Trading remained active with 1.65 billion shares changing hands, valued at ₱7.88 billion. Market breadth was negative, with 100 decliners overtaking 78 gainers, while 78 issues remained unchanged.
Market participants turned cautious after Iran signaled it had no intention of engaging in diplomatic talks with the US, a development that dimmed hopes for a swift de-escalation of conflict in the Middle East.
The resulting uncertainty prompted a wave of profit-taking among local traders who opted to flatten their positions rather than hold through potential volatility.
“The Philippine market declined after ending in the green in the previous session, as investors engaged in profit-taking and likely maintained short-term positions amid persistent uncertainty in the Middle East,” said Luis Limlingan, managing director at Regina Capital Development Corp.
Domestic headwinds also pressured equities after the Bangko Sentral ng Pilipinas (BSP) signaled a hawkish stance to combat stubborn price pressures.
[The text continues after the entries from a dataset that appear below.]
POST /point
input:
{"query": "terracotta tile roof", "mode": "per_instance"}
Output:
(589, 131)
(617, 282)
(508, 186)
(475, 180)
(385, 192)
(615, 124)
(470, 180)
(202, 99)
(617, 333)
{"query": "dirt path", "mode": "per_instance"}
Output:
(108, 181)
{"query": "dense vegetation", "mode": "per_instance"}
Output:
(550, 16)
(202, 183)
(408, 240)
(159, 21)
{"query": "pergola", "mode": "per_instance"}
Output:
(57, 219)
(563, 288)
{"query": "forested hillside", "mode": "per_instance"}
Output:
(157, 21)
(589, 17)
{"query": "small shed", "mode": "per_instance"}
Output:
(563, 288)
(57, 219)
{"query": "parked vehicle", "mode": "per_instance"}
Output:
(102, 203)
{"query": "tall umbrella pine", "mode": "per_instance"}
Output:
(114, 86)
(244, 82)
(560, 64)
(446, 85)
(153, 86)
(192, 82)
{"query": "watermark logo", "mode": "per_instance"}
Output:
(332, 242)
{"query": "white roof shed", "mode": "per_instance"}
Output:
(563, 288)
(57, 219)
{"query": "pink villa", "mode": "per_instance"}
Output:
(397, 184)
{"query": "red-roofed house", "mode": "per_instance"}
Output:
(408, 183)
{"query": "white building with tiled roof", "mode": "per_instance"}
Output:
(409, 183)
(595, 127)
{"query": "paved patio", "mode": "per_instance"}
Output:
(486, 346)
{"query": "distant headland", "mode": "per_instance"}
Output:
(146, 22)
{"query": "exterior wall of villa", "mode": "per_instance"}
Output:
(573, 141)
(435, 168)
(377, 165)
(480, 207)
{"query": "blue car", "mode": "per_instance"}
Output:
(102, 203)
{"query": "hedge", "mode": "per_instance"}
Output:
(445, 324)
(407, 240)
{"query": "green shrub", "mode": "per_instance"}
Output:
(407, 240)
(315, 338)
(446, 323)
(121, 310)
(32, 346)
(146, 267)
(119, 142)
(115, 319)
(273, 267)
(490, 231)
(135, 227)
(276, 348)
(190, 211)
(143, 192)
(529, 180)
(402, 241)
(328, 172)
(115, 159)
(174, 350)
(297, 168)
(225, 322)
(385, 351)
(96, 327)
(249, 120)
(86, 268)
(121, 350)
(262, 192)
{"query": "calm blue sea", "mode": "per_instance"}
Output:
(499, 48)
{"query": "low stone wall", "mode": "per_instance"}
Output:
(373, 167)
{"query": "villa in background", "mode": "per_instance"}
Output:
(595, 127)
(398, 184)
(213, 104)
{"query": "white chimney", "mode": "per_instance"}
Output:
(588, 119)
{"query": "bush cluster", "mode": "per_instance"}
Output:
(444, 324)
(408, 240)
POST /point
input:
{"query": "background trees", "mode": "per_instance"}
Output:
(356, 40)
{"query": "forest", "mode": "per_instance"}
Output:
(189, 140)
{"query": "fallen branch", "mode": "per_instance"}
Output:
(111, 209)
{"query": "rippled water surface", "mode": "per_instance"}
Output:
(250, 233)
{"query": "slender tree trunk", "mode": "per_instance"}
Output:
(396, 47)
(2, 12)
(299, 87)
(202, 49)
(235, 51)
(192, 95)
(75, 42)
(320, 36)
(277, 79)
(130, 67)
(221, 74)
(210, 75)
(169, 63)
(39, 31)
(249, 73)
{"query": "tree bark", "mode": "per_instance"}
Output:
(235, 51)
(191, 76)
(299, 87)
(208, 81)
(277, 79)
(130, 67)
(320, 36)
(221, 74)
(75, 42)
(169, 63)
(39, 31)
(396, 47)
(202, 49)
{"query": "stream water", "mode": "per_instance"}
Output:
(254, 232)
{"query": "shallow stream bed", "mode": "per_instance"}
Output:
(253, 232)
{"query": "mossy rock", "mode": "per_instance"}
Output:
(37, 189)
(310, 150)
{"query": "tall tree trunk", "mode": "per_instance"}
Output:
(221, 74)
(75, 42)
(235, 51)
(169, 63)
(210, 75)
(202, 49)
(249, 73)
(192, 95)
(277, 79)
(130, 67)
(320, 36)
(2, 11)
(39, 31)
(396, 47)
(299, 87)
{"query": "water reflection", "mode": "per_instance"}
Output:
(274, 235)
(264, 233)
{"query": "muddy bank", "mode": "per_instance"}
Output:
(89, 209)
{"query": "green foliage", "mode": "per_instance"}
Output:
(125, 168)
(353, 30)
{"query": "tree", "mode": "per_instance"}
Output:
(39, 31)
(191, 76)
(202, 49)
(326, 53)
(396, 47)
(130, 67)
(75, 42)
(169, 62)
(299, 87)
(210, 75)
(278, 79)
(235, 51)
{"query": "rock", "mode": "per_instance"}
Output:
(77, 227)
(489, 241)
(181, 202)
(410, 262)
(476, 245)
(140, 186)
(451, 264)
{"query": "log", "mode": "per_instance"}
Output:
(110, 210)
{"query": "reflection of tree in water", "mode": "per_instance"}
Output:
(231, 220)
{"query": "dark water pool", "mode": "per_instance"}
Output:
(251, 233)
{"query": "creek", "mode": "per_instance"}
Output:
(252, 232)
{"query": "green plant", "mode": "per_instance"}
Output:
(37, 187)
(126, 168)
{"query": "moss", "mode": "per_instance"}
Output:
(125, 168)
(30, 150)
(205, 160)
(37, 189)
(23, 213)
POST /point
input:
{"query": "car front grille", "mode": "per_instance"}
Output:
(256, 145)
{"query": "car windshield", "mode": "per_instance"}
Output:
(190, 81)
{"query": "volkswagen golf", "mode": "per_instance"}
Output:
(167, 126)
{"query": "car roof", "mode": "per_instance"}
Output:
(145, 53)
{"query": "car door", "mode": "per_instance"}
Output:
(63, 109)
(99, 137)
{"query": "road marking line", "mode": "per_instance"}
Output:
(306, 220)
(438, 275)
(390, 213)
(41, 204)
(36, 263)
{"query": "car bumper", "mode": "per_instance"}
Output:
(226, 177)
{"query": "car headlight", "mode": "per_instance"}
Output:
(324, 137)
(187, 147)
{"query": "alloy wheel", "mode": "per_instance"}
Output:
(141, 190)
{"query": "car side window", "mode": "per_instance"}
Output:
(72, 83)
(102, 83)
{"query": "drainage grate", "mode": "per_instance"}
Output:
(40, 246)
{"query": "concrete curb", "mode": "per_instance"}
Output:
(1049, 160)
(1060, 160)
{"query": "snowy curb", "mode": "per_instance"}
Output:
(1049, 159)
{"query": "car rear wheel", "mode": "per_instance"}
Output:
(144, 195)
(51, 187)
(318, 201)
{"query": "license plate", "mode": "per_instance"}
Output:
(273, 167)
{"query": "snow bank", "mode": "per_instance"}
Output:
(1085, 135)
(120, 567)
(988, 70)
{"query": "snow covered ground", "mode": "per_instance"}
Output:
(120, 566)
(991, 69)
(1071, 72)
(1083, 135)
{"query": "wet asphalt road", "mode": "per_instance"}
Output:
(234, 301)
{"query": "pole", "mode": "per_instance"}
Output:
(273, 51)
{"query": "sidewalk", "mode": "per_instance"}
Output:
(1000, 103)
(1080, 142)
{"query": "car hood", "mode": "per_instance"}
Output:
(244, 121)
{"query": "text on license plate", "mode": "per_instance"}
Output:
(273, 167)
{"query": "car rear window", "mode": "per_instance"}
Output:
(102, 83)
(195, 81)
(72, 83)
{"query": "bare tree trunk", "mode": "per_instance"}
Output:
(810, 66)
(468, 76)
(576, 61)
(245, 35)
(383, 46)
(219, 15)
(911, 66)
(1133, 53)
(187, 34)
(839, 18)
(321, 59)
Following an off-cycle meeting where the central bank maintained its key policy rate, analysts warned that inflation could remain elevated, potentially breaching the government’s target ceiling of four percent.
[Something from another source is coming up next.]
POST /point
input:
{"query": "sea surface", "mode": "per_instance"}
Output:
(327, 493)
The pullback followed a brief period of optimism where the index had attempted to stabilize. Japhet Tantiangco, research manager at Philstocks Financial Inc., noted that the rally was short-lived as the lack of a diplomatic resolution between Washington and Tehran soured the global appetite for risk assets.
Investor focus remains centered on the central bank's next move and the trajectory of global oil prices, which have fluctuated in response to the Middle East crisis. High interest rates and the threat of sustained inflation continue to cloud the outlook for corporate earnings, particularly for rate-sensitive sectors like property and banking.